Cuando se abrieron las puertas, vieron a Hidalgo salir satisfecho con un ejemplar de los Menaechmi 2 de Plauto bajo el brazo, edición Les Belles Lettres, cuyas páginas estaban divididas en partes iguales por un papelito que sobresalía a modo de señalador. Clarisa reconoció en él un fragmento del formulario para el préstamo de libros.

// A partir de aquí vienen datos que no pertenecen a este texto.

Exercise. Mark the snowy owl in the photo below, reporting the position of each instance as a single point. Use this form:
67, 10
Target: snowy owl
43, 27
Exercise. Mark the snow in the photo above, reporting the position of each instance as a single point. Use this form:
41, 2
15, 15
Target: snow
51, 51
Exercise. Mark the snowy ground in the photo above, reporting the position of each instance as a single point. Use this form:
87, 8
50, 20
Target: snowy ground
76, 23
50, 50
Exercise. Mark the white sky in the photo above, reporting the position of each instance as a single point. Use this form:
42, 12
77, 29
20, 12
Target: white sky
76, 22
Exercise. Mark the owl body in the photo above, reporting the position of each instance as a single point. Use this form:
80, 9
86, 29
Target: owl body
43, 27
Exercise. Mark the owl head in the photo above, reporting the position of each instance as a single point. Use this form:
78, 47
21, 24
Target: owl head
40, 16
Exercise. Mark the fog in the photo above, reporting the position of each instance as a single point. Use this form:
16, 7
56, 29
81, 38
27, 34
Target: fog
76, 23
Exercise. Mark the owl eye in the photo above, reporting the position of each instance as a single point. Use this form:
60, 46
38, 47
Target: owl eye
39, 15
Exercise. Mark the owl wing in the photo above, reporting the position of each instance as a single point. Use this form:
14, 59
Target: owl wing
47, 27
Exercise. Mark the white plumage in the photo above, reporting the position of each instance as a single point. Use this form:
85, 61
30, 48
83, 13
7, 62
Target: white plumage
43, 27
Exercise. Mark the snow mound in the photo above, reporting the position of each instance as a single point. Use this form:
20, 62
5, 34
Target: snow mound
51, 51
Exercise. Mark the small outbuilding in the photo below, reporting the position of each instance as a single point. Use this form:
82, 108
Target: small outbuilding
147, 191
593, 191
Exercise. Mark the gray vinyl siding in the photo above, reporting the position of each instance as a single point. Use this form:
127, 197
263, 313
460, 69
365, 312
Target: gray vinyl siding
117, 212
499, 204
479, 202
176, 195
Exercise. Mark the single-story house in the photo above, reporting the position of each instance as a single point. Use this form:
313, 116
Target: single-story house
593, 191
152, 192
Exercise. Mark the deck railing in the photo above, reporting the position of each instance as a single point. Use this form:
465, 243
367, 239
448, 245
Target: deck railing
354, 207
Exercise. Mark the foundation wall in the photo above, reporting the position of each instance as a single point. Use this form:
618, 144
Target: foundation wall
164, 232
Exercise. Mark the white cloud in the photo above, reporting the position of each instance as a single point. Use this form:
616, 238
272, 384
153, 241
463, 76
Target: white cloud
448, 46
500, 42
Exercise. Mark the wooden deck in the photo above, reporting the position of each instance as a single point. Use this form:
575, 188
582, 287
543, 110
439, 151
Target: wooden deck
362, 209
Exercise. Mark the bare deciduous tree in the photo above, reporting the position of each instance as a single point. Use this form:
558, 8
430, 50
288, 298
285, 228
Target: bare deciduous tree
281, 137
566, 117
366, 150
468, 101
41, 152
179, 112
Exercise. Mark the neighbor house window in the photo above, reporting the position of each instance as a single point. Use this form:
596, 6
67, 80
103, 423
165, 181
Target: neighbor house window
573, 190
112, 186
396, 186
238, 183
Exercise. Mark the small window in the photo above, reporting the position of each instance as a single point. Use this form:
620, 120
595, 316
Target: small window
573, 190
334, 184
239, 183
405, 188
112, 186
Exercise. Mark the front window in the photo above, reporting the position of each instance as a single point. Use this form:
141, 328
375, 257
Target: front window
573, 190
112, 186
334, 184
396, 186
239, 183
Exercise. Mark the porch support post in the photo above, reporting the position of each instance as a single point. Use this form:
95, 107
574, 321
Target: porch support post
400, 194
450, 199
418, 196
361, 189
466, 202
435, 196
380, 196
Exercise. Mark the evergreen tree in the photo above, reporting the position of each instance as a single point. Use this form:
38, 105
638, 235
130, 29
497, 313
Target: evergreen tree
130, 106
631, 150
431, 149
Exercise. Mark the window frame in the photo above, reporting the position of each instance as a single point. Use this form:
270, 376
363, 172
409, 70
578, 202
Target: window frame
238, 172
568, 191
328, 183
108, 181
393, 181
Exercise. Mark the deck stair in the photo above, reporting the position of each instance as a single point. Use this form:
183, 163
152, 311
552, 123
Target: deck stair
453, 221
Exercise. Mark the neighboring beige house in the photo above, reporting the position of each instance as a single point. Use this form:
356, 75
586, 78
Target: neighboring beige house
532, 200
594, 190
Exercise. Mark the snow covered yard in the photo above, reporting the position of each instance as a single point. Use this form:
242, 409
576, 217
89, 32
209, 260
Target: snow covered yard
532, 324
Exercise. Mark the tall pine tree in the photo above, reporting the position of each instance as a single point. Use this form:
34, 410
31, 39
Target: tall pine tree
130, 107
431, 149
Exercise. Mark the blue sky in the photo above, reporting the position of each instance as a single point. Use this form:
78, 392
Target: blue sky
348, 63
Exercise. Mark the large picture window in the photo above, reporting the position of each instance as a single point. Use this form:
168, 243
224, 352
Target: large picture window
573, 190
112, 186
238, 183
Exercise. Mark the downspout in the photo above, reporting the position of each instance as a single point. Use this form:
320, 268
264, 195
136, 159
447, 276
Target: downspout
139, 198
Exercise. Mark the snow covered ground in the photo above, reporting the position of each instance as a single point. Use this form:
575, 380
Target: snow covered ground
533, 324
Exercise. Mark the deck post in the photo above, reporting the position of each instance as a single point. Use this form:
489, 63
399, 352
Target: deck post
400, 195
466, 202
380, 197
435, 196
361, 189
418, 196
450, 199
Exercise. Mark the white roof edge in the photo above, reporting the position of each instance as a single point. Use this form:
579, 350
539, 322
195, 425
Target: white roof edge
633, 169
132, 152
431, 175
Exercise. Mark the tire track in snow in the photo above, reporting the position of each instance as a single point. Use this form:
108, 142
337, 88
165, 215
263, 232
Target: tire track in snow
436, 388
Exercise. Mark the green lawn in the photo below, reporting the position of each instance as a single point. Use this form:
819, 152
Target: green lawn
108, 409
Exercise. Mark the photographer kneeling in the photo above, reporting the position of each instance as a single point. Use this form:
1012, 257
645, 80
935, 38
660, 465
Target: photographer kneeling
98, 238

- Le decís a Darío que me lo llevé para fotocopiar. Ahora se lo traigo – le dijo entregándole las llaves del Instituto a Clarisa.
- Se ve que ellos también ven Plauto en quinto – comentó Vicky apenas el profesor estuvo lo suficientemente lejos.
Con "ellos" se refería al conjunto de alumnos que estudiaban con la cátedra del profesor Hidalgo, que no era, por supuesto, tan buena como aquella a la que pertenecían Clarisa y Vicky; con "quinto" hacía referencia al quinto nivel de latín. Vicky agregó:
- Pero, ¡qué estupidez!. Cualquiera puede darse cuenta de que va a tomar Los Gemelos en el examen.
- Podríamos vender la información – sugirió Clarisa.
- Incluso estamos seguras de que el pasaje es uno de los del medio.
- ¿Sabés? Conozco un método para deducir cuál es – dijo Clarisa – Uno puede tener la certeza de qué es lo que estaba leyendo una persona antes de cerrar el libro.
- ¿Cómo es?
- Sencillo. Con sólo volver a abrir el libro con delicadeza, como sin prestarle atención. Ley de Murphy: se va a abrir justo en la página donde se cerró.
Pero pronto olvidaron la conversación porque habían llegado al cuarto piso.



1 Nota del editor: Se trata del canónico Ernout, A-Meillet, A: Dictionnaire Etymologique de la Langue Latine, Paris, Klincksieck, 1932, en un tomo, de tapas duras, color rosa viejo

2 Los Mellizos


Eloísa Suárez nació en la ciudad de Buenos Aires en 1970. Durante varios años enseñó latín en la Facultad de Filosofía y Letras, Universidad de Buenos Aires. Sus elecciones literarias van un poco a contrapelo de lo que se está editando actualmente y sus cuentos se pueden enmarcar dentro del género fantástico en sentido amplio, abarcando tanto el policial como los cuentos de terror. Reconoce como influencias literarias a Rodolfo Walsh, Manuel Peyrou, Poe, Chesterton y Hawthorne, por mencionar algunos.